That’s when the revelation began ….

I then realized from past experience, that when she is so deeply concerned about Nathan , more than normal , there is definitely something deeper going on. So I asked ,” Autumn , what is going on with you. “ she said “mom, nothing, I just want Nathan to do what’s right because I am.”

I then said Autumn ,” let’s inspect your room the way you inspected Nathan’s” she said “ ok, fine.” I walked around and everything looked great. Her toys were in order , her bed was made , her dresser was dusted . She was standing their looking so proud . Then, came the closet . As I opened the door , I could see she immediately remembered that she stuffed everything she didn’t feel like dealing with as she cleaned up her room that morning .

I said “Autumn, why are you telling on Nathan, when your closet looks like this . Did you think I wouldn’t see it . She said “no, mom I forgot.” I told her “ you forgot about your mess in your closet , because you walked by Nathan’s room and got so caught up in what he wasn’t doing right, that you were blinded from seeing your own mess . Isn’t it more dangerous to come into a room you think is clean and trust that it’s ok, only to open the closet and be hit with all this mess piled up.”

She looked at me and said “ mom, I am sorry , can you please help me so I don’t get hurt by this stuff falling down .” I said , “ yes , and then afterwards we are going to help Nathan . Now that you have been humbled by the mess that you needed help cleaning up, you will no longer be concerned with being right or that you did more than him, now you are concerned with his overall safety and his ability to walk without stumbling . “

See correction is great , It doesn’t always feel great, but it’s so appreciated when it’s done in love and with a humble heart. I truly believe it’s not what you say , it’s not even always how you say it … it’s why .

Are you correcting because you are in so much chaos yourself , that focusing on someone else’s house is just easier to live with than facing your own disorder ? Are you correcting because you have gotten so good at decorating that door ,that you yourself have forgotten or even ignored the mess that is behind it?

I have done all of the above . Sometimes without even realizing that’s why I was doing it. One verse that changed my walk with God from religious to relationship , was this very verse .

““Why do you look at the speck of sawdust in your brother’s eye and pay no attention to the plank in your own eye?”

Matthew 7:3

Ouch ! Yes ouch ! Not only does it hurt imagining a plank in your eye , but to realize you have been walking around with a plank so big ,that you have become blind and now your eye is becoming infected , is excruciating.

I remember the time in my life when I really started allowing God to expose and work on my heart.

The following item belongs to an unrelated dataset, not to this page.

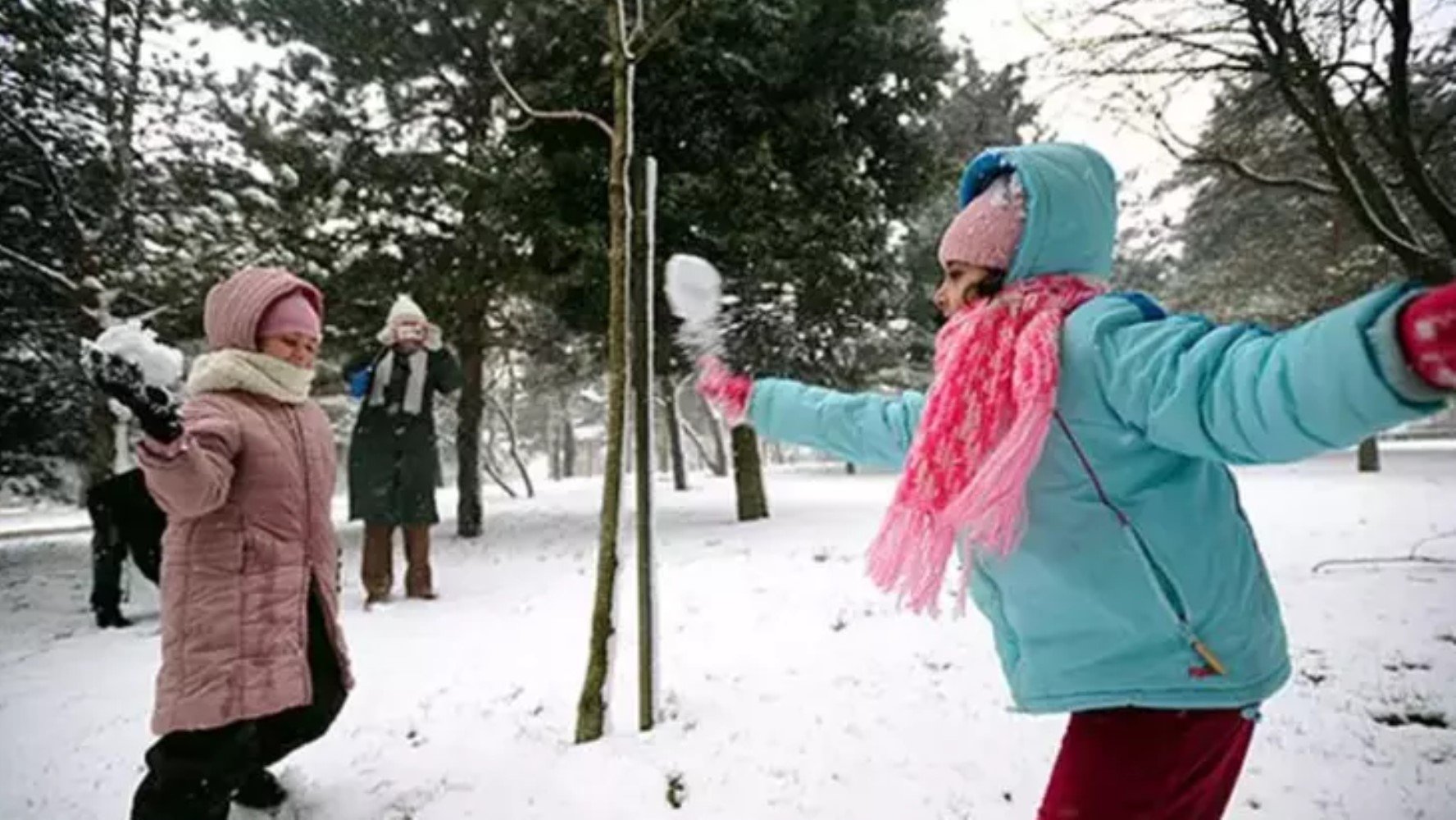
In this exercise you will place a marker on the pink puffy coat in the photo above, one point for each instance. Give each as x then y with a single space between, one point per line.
248 491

It got UGLY ! but just as quickly as Autumn got help by me , Jesus said I am here to help you clean this up.

Then your concern about the dust in the other person’s eye will be dealt with properly .

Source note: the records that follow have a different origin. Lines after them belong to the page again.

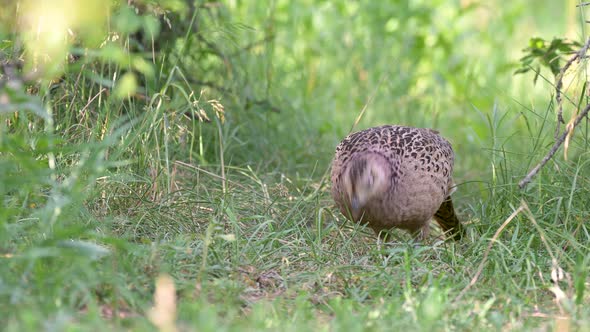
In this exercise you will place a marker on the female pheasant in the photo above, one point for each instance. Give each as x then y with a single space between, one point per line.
396 176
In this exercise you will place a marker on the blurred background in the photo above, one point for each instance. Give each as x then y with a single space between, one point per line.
135 132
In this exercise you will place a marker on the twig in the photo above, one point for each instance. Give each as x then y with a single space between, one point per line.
554 149
559 84
487 252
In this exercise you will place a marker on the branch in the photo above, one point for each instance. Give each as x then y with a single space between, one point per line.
554 149
559 84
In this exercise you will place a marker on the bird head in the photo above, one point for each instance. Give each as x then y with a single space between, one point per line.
367 178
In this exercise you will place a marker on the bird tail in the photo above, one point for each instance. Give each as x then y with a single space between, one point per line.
448 221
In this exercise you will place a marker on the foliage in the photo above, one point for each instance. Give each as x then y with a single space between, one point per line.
192 140
547 54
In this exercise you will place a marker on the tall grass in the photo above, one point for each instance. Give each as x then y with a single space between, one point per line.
196 144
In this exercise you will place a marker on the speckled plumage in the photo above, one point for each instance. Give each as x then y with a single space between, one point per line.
396 176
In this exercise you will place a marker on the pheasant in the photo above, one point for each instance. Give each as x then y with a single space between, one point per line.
396 177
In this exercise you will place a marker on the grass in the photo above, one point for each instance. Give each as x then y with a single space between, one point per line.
104 199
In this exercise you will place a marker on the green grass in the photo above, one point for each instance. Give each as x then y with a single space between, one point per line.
102 196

See , now that you have two healthy eyes , you can use tweezers to carefully help them remove the dust that they are unable to see themself. Without damage !

See , we all need daily maintenance or self evaluation. Tackling our mess with the help of Jesus is absolutely necessary . Correction in love with the right intentions is so beneficial.

So today I choose to be so concerned with Jesus helping me clean my mess, that I will be in the right position to help someone else .

I will choose today to take a good look at what’s in my closet . In the process , humility will immediately set in and when I do correct someone , it will be received the right way .

Today I ask you, are you more concerned with everyone else doing right because you know what’s right and have done it? Or are you concerned with everyone doing right with a haughty heart and a messy closet ?

Either way Jesus is the best organizer and mess cleaner ! As soon as you search for the mess and find it, he’s over there like Mr. clean , ready for you to ask for help to clean it up !

If you realize that this is you, just pause,ask God to search your heart and your whole House .

What are you forgetting about in your closet because you happened to walk by and get fixated on someone else’s dirty room ?

We have all done this ! So you are not alone .This is so crucial in our spiritual health and the lives around you.

The real question … How could I ?

Blessings !

Nathan and Autumn working together. When they are in sync , they achieve amazing things !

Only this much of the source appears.